Increasing diversity in the tech sector can help dissipate the implicit bias built into–and reinforced by–technology. Diverse people will bring their own perspectives and experience with bias to technology development, such as ensuring that photo recognition software is tested on diverse skin tones. In order to hire more diverse staff, tech industries should work with schools to train and recruit diverse staff starting as early as possible.

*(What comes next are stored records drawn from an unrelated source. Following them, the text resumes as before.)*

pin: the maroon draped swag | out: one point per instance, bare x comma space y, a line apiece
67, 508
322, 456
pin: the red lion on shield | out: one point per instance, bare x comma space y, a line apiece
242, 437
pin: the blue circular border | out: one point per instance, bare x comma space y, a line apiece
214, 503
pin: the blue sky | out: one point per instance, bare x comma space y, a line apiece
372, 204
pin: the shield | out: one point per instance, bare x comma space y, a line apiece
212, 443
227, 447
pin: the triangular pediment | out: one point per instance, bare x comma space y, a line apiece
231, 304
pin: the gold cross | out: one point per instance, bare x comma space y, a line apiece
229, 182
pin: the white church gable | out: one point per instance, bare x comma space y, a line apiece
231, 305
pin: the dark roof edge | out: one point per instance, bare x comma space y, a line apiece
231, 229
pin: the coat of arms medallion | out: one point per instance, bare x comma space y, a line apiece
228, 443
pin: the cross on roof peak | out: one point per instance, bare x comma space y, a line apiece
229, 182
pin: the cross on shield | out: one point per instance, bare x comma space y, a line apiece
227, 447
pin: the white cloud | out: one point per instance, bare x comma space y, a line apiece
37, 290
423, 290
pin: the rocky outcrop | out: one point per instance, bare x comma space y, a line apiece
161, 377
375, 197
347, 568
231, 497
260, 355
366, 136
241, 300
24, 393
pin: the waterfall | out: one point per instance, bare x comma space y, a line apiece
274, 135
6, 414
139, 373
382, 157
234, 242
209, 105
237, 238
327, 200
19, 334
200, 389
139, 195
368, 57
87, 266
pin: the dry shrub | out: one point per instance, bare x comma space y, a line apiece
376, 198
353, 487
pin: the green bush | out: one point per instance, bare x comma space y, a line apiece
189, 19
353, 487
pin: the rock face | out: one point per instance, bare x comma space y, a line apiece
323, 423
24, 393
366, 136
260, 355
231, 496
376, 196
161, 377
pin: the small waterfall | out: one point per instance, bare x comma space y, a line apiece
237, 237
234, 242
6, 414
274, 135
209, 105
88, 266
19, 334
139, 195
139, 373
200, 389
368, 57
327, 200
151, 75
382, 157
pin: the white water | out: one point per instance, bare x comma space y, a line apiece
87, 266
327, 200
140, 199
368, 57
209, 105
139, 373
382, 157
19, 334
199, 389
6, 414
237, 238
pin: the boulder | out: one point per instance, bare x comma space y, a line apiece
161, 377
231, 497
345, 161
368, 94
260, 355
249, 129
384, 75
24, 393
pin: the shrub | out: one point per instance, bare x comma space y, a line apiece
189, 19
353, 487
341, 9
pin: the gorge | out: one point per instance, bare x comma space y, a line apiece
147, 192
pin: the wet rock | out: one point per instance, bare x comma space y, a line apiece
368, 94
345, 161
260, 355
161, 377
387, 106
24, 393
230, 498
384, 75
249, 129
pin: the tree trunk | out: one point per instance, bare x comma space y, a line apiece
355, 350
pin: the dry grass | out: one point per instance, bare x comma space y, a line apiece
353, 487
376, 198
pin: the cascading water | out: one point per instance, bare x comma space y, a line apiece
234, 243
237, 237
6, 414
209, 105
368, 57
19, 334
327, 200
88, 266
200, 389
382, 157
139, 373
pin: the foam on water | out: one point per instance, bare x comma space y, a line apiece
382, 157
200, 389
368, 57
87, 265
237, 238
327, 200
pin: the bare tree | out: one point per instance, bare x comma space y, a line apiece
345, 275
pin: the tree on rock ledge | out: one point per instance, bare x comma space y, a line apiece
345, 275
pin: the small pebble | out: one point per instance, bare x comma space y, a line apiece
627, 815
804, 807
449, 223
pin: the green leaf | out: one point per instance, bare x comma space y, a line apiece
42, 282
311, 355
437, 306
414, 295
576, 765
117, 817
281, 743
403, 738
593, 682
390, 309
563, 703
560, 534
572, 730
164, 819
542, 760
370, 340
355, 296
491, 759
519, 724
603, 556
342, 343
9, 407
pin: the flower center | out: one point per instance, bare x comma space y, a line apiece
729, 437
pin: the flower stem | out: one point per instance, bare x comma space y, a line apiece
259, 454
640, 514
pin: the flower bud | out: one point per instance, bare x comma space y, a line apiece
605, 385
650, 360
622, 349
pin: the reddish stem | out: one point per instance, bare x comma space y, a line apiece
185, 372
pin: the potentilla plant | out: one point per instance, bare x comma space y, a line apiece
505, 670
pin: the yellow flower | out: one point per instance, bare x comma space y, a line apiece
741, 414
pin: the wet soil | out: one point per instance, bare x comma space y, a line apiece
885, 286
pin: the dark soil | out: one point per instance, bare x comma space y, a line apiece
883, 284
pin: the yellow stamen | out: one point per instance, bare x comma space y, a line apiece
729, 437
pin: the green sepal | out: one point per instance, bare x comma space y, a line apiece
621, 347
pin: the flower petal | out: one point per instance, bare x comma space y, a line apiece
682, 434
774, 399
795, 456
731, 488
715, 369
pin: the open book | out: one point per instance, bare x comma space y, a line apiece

However, diversifying staff is a necessary, but not sufficient, condition for reducing bias in the tech sector. The burden to address implicit bias in tech shouldn’t fall on minority coders. In fact, a common reason that some of the few minority tech staffers leave the industry is because of sexual harassment, bullying, and racist stereotyping. This can cumulate in massive public scandals such as the repeated allegations of sexism at Uber. The whole tech industry needs effective and systematic training to identify, address, and reduce implicit bias. Additionally, tech industries should have a robust human resources department that is equipped to fairly handle instances of bias.
Decades-old civil rights laws, such as those for fair housing, equal employment opportunity, and hate speech, are being tested in the new frontiers of the digital economy. In order to reduce sexism and racism, it is important to increase representation of minorities in the tech industry and provide additional training to ensure that civil rights are intentionally respected in the new frontier.